In questo curioso quadro d’insieme, c’è da tenere conto che il totale degli importi richiesti da Ater ai presunti morosi finisce per superare addirittura la cifra complessiva di un miliardo di euro. Insomma, non esattamente bruscolini.
È anche per questo che, da alcune parti, si cominciano a sollevare polemiche su possibili alchimie contabili e su ipotesi di errore. Polemiche che rischiano di trasformare la vicenda anche in un caso politico. In prima fila a occuparsi della questione c’è già, infatti, il principale partito d’opposizione in Regione Lazio, Fratelli d’Italia.
Mentre il suo capogruppo alla Pisana, Fabrizio Ghera, ha presentato, nei giorni scorsi, una interrogazione al presidente Nicola Zingaretti e all’assessore alle Politiche Abitative, per verificare le modalità della procedura di Ater e accertare se si siano verificati errori nella gestione dell’archivio contabile, contemporaneamente, il consigliere Massimiliano Maselli ha convocato in Regione il nuovo direttore generale di Ater, Luca Luigi Manuelli, entrato in carica da pochi mesi.

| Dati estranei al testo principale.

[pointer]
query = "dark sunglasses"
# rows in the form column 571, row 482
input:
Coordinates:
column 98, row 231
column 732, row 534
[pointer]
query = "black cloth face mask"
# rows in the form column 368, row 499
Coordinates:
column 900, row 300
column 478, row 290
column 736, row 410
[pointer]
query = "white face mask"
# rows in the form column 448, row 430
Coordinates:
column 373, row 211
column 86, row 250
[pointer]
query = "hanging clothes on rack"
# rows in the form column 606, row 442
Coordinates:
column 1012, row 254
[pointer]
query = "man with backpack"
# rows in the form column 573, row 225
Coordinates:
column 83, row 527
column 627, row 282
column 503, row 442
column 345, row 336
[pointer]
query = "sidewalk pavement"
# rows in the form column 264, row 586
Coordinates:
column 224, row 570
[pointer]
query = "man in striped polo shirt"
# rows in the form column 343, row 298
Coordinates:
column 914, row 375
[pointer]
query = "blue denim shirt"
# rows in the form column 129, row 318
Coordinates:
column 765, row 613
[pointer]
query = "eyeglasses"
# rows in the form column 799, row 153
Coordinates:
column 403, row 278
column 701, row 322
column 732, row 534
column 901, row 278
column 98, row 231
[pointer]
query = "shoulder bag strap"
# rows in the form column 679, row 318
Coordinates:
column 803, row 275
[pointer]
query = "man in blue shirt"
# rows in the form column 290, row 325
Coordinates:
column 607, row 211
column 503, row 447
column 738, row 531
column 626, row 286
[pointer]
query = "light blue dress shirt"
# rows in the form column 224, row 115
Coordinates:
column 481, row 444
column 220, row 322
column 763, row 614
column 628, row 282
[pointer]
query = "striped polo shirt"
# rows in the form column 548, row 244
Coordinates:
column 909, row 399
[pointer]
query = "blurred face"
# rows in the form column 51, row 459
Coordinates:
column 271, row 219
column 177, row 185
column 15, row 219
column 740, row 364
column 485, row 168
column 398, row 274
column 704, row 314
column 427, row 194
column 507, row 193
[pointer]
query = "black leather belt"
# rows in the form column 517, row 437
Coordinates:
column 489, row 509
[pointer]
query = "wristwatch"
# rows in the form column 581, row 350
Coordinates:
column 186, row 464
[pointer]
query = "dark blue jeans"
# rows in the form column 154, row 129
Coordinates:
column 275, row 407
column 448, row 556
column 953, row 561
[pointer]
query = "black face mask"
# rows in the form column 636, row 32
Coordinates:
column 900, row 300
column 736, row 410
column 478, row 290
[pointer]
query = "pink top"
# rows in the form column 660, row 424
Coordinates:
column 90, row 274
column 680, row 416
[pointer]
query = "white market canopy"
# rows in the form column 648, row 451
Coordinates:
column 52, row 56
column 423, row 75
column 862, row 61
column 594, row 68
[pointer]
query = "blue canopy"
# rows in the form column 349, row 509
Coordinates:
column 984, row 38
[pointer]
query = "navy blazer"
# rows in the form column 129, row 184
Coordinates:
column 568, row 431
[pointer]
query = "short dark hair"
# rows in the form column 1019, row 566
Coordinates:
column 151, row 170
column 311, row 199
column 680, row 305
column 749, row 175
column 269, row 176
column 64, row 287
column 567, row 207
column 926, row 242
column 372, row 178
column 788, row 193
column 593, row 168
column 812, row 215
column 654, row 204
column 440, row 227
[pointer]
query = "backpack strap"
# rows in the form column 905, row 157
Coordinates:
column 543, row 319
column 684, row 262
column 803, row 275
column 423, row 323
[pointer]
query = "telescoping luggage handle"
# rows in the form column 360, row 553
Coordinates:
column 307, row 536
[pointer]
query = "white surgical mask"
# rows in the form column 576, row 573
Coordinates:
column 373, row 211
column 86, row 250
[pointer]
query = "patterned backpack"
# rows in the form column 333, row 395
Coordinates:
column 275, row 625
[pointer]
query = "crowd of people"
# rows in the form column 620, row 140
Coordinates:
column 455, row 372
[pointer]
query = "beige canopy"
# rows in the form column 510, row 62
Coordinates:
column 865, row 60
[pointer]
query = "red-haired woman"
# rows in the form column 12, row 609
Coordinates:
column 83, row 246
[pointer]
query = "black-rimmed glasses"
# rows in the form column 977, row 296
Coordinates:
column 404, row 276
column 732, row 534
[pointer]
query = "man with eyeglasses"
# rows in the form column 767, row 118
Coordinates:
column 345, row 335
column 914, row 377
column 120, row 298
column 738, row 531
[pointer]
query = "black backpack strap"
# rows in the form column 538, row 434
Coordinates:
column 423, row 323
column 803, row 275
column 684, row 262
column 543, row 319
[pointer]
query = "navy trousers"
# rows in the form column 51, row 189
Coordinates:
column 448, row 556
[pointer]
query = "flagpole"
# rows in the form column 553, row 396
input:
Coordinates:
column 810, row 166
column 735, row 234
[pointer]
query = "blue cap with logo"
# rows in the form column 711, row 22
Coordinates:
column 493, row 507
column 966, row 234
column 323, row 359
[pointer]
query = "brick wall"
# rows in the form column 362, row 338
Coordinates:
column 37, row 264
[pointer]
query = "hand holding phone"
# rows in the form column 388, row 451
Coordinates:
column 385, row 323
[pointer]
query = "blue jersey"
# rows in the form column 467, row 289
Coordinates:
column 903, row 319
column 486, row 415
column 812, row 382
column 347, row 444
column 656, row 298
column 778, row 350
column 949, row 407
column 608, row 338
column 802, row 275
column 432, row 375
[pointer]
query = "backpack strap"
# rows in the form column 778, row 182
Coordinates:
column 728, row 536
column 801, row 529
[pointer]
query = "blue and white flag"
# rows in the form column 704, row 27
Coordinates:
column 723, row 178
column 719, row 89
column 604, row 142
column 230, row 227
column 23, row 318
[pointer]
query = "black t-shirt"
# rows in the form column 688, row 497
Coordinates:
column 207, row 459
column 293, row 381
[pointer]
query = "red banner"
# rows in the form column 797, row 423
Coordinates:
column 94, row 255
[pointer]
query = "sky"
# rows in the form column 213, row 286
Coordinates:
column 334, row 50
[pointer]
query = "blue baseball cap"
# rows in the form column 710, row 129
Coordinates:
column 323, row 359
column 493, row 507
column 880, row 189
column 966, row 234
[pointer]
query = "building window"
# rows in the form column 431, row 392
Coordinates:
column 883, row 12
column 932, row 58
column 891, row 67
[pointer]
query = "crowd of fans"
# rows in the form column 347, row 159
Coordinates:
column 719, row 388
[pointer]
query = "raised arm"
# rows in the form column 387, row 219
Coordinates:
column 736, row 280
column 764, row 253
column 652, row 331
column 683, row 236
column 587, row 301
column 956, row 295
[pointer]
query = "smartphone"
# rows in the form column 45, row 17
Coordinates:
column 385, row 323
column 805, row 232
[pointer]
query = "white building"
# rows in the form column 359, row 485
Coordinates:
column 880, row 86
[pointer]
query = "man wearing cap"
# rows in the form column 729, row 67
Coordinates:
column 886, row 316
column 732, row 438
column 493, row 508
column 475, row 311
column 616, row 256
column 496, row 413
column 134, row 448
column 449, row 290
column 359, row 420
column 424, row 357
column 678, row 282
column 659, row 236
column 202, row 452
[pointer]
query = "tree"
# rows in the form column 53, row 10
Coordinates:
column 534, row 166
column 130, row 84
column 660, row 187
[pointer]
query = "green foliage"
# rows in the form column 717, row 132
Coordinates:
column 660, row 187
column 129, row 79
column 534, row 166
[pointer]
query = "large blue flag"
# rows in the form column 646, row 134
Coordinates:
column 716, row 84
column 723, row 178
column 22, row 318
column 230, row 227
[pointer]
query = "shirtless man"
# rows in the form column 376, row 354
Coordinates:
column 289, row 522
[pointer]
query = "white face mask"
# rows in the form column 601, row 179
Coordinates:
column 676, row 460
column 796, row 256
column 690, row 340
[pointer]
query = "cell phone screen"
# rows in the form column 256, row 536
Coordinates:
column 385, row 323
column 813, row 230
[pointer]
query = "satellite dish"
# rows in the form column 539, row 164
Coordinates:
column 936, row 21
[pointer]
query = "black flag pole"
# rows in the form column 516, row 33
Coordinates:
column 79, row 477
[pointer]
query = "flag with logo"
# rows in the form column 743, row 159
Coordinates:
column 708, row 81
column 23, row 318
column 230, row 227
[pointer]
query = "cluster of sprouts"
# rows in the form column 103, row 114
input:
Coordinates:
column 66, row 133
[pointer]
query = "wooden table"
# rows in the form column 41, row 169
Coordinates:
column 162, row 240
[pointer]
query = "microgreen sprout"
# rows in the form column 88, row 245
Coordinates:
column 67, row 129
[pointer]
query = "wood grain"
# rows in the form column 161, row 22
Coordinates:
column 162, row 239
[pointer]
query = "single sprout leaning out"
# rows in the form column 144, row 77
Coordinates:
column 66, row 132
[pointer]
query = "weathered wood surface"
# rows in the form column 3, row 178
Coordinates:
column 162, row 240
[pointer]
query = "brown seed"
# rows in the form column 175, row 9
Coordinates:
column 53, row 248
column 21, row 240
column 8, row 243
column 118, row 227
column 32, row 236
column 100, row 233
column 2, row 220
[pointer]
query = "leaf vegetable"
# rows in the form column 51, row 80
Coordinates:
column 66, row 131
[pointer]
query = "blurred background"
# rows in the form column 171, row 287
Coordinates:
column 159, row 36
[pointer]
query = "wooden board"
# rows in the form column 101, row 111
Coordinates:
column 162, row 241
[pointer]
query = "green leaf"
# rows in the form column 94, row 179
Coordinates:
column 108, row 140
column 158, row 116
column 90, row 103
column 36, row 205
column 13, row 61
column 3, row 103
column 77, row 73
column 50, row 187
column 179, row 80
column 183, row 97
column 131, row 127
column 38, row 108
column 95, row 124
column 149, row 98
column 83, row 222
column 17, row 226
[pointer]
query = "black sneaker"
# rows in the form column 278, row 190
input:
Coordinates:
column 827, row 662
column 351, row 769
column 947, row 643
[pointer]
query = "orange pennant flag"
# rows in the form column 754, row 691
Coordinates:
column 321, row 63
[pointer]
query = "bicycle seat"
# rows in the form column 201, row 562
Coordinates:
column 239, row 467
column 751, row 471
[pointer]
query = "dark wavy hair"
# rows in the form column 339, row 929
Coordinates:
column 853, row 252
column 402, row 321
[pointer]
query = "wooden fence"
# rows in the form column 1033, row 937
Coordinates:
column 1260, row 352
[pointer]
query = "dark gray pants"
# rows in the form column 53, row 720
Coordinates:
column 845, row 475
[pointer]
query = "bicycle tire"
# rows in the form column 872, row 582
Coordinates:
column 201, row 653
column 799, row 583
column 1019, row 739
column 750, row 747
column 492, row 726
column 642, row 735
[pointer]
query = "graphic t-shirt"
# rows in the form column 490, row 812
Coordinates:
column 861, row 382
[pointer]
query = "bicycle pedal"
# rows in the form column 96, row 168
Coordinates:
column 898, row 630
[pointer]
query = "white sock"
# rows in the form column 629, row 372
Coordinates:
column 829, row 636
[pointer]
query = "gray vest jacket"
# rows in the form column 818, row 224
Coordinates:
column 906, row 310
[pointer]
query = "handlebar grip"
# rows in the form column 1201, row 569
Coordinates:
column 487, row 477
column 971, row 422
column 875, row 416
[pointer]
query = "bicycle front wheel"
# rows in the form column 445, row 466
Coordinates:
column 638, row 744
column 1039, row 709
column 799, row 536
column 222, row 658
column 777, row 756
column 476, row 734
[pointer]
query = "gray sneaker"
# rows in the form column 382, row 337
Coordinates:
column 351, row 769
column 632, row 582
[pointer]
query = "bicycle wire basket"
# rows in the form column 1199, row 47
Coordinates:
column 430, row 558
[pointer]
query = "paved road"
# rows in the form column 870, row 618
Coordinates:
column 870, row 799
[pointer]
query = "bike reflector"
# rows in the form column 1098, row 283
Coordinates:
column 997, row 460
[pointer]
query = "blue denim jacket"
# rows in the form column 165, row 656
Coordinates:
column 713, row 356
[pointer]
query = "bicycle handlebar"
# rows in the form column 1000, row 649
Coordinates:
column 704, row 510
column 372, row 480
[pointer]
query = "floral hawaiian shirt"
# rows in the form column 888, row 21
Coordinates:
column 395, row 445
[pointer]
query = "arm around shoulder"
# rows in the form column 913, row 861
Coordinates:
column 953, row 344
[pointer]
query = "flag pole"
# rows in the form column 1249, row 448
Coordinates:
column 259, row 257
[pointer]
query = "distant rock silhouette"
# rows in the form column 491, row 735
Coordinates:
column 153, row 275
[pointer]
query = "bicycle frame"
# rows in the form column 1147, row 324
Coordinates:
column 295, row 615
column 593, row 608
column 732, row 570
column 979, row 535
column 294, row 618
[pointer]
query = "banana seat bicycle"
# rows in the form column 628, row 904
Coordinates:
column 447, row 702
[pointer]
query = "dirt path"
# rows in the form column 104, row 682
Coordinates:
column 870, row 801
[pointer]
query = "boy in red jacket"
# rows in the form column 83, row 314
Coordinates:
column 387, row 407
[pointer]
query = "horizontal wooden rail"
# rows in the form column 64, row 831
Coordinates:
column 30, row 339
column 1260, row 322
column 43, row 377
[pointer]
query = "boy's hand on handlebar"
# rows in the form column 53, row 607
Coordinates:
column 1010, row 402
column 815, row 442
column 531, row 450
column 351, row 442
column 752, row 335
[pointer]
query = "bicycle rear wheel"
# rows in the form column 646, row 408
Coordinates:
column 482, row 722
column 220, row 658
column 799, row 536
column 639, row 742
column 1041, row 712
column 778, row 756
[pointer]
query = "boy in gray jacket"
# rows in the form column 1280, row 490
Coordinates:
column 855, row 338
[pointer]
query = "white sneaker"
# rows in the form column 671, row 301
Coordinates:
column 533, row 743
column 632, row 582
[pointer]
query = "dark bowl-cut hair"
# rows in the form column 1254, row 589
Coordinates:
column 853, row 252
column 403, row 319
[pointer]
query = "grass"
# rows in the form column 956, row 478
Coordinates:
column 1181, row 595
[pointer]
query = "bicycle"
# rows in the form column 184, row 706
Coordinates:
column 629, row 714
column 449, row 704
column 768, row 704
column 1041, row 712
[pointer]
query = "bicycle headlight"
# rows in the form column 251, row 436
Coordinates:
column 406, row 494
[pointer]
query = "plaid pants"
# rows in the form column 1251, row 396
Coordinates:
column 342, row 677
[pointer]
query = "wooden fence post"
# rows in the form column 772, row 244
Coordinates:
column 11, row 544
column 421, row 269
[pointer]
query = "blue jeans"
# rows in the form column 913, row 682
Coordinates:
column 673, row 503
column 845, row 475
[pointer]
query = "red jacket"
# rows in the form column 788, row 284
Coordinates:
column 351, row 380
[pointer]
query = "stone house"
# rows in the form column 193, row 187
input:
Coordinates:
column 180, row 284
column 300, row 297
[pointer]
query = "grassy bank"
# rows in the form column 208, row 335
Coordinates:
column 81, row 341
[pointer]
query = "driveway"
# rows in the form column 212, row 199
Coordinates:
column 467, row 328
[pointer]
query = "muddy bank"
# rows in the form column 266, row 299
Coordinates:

Manuelli, ricevuto dalla commissione regionale per le politiche abitative, ha esposto sommariamente la situazione economica dell’ente agli esponenti politici regionali. Ribadendo che circa la metà degli inquilini non risulta in linea coi pagamenti, ha parlato di un piano triennale di rientro, avviato nel 2020 dall’Ater e che si sta ora portando avanti. In base a questo piano, a oggi l’azienda avrebbe già recuperato circa 5,5 milioni di euro, mentre altri 15 sono stati rateizzati.
Parliamo, quindi, di un totale di 20 milioni di euro, su cui sarebbero già state effettuate le dovute verifiche documentali e che, pertanto, risulterebbe effettivamente incassabile. Va da sé che, se la matematica non è un’opinione, a fronte di un monte complessivo di richieste da parte di Ater che supera il miliardo, per la maggior parte dei supposti crediti, la situazione è, a oggi, ancora tutta da chiarire.
“In alcuni casi bisognerebbe ridurre sensibilmente il debito e permettere un rientro ragionevole all’inquilino – ha poi aggiunto, a commento, Maselli – C’è infine da dire che i canoni sono rappresentati per due terzi da oneri accessori per servizi che l’Ater non garantisce, come la manutenzione, il taglio dell’erba, la pulizia”.
La situazione è, pertanto, ancora poco chiara, con i destinatari delle lettere che restano sul piede di guerra, in un clima potenzialmente esplosivo, visto l’elevato numero di soggetti coinvolti. Fra questi anche numerosi soggetti socialmente deboli, come è ovvio che sia, dato che stiamo parlando di case popolari.
Staremo a vedere, nei prossimi mesi, se si giungerà a un pacifico e definitivo chiarimento e quali decisioni verranno prese dall’Ater e dagli altri soggetti coinvolti.